The most common battery chemistry today is based on vanadium, which is relatively expensive. Though the cost of conventional flow batteries is still higher than LIBs, this gap is projected to shrink in the coming years, particularly as R&D continues on new battery chemistries, such as those based on iron.
Pumped storage hydropower (PSH) provides 95 percent of utility-scale energy storage on the U.S. grid today. During periods of low electricity demand and/or inexpensive power, a PSH facility pumps water into an upper reservoir. When the energy is needed, gravity draws the water back downhill, through a typical water-driven turbine and generator. Despite its large market share, very little PSH is being built today, as such facilities have a large site footprint and specialized site requirements.
Researchers are pursuing several options for overcoming these challenges. Among these options is subsurface PSH, which pumps water into underground water wells, creating a large amount of pressure. To generate electricity, the pressure is released, pushing the water up the well and through a turbine. This approach can make use of existing “brownfield” sites like abandoned mines or caverns.
Though most people think of batteries when they think of energy storage technologies, there are other ways to store energy as well. For instance, energy can be stored thermally by heating a medium and converting that heat into electricity when it’s needed.
The most common medium for thermal storage today is molten salt, which can be heated to more than 1000 degrees Fahrenheit using the thermal output of a fossil plant or a concentrating solar power (CSP) facility and then stored in an insulated tank. This molten salt can then be run through a heat exchanger to generate steam to drive a turbine, generating electricity when needed. Molten salt can also be used to store electricity as heat by using either resistive heating or a heat pump cycle and heat engine cycle. Researchers are also looking at new forms of thermal storage such as phase-change materials and a variety of options for both hot and cold storage.
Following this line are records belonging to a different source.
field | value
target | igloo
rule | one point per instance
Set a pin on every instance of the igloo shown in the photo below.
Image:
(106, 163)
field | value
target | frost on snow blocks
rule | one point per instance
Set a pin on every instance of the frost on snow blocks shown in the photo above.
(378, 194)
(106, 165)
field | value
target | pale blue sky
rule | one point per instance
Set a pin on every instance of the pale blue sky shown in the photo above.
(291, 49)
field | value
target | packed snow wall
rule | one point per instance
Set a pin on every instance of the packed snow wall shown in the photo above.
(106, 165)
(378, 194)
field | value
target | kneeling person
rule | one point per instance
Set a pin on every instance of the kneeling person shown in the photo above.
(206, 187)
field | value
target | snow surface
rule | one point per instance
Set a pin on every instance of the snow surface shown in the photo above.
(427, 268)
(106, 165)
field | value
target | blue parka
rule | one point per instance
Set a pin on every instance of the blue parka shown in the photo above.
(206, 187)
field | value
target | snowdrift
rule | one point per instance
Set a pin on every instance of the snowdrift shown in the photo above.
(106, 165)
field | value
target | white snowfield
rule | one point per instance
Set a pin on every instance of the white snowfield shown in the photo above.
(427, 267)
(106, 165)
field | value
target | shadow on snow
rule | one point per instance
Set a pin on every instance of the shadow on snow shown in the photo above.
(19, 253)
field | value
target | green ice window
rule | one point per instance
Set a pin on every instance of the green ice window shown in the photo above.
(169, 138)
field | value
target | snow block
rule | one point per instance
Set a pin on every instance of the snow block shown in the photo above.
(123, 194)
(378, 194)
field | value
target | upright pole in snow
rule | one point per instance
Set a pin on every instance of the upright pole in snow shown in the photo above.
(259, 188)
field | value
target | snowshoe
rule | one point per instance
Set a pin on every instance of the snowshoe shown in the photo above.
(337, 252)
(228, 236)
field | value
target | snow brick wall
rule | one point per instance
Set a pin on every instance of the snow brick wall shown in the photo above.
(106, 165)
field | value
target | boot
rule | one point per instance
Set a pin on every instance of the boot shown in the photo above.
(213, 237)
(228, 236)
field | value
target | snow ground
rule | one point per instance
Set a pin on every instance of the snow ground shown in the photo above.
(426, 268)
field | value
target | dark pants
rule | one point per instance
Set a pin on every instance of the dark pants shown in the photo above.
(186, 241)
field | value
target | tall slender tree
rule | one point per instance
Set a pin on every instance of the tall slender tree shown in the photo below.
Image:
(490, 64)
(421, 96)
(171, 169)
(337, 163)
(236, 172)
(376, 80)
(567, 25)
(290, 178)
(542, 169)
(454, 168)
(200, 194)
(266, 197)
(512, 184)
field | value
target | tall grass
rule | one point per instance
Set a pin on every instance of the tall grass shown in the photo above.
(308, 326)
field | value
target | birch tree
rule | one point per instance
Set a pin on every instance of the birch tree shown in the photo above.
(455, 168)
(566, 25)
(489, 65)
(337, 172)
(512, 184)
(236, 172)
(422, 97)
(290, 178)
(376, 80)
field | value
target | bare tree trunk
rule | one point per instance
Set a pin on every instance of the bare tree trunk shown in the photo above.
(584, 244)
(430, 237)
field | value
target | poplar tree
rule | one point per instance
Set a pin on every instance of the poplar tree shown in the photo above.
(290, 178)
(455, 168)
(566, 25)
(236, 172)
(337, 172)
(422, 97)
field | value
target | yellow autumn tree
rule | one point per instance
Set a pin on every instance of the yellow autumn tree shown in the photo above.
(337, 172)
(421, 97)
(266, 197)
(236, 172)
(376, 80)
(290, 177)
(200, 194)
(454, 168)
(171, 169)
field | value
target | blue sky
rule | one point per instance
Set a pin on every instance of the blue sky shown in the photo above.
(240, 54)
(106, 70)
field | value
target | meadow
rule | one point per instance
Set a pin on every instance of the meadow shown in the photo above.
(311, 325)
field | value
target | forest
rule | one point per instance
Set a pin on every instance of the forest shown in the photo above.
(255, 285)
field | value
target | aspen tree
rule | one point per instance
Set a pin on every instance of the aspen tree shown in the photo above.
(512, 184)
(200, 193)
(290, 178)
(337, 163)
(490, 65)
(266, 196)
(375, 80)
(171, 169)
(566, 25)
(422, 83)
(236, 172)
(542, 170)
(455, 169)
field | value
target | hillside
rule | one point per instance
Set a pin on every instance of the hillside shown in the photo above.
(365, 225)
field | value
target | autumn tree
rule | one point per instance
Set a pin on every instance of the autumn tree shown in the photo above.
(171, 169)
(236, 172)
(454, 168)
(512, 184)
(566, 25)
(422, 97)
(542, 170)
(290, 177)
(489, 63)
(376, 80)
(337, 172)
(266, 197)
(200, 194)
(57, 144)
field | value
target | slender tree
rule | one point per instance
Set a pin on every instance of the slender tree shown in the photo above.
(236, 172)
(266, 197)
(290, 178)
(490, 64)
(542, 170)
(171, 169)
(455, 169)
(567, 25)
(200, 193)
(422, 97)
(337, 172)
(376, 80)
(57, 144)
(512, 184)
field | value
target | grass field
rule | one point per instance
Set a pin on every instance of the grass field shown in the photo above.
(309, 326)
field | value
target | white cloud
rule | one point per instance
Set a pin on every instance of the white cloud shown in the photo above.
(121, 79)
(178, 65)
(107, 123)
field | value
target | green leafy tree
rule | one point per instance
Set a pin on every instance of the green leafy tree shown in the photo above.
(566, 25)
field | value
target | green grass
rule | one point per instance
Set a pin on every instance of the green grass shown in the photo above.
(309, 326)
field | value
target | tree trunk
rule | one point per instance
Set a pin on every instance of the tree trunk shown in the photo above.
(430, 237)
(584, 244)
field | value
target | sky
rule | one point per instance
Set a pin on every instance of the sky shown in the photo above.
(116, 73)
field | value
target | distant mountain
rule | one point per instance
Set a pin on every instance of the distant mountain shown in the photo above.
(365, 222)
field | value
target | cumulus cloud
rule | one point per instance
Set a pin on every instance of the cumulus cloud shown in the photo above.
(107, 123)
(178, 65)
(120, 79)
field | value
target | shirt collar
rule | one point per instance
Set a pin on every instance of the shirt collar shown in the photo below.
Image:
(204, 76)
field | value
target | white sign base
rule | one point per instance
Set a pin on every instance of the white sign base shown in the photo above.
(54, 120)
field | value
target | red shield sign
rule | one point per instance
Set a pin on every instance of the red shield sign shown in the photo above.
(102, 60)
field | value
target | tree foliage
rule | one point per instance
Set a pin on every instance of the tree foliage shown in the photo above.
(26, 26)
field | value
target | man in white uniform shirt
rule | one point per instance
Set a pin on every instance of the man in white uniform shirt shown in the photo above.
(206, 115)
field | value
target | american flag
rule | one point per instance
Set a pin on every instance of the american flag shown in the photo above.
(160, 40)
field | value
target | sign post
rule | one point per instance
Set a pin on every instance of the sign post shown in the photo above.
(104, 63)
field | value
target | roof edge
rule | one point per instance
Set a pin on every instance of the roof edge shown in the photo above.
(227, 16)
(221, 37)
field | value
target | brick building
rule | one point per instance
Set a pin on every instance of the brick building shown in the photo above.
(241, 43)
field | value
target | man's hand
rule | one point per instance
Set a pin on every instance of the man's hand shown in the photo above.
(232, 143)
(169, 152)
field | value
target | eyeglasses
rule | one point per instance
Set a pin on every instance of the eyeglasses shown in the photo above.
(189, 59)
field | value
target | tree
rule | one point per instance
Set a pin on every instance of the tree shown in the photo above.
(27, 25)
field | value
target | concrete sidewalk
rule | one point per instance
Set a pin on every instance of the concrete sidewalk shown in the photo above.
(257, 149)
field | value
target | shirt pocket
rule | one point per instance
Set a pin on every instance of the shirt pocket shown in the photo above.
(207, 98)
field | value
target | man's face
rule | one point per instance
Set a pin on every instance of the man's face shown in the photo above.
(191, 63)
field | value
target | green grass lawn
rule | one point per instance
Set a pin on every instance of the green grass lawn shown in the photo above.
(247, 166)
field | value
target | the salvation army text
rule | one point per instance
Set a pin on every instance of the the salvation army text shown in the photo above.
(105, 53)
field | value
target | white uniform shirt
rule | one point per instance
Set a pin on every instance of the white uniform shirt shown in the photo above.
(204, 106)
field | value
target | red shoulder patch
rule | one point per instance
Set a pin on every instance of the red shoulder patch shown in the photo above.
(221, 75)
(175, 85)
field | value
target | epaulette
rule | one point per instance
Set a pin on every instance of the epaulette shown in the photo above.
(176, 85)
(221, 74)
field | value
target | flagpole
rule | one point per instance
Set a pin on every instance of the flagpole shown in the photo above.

Hydrogen can be used in stationary fuel cells that help stabilize the grid under increasing penetrations of variable renewable energy, in fuel cell vehicles, and as a fuel or feedstock in industrial processes. Most hydrogen today is produced through a carbon-intensive process called steam methane reforming (SMR), which derives hydrogen from natural gas through an industrial process. An alternative approach is electrolysis, which uses electricity to split water molecules (H2O) into hydrogen (H2) and oxygen (O2). Depending on how the electricity used for electrolysis is generated, this approach can be much less carbon intensive than SMR.
As the grid relies more heavily on wind and solar energy, hydrogen production is one way that excess generation from these variable sources can be stored. The hydrogen made is subsequently used in a fuel cell to generate electricity during periods when wind and solar aren’t fully meeting energy demand. To achieve this goal, electrolysis costs will have to decline substantially.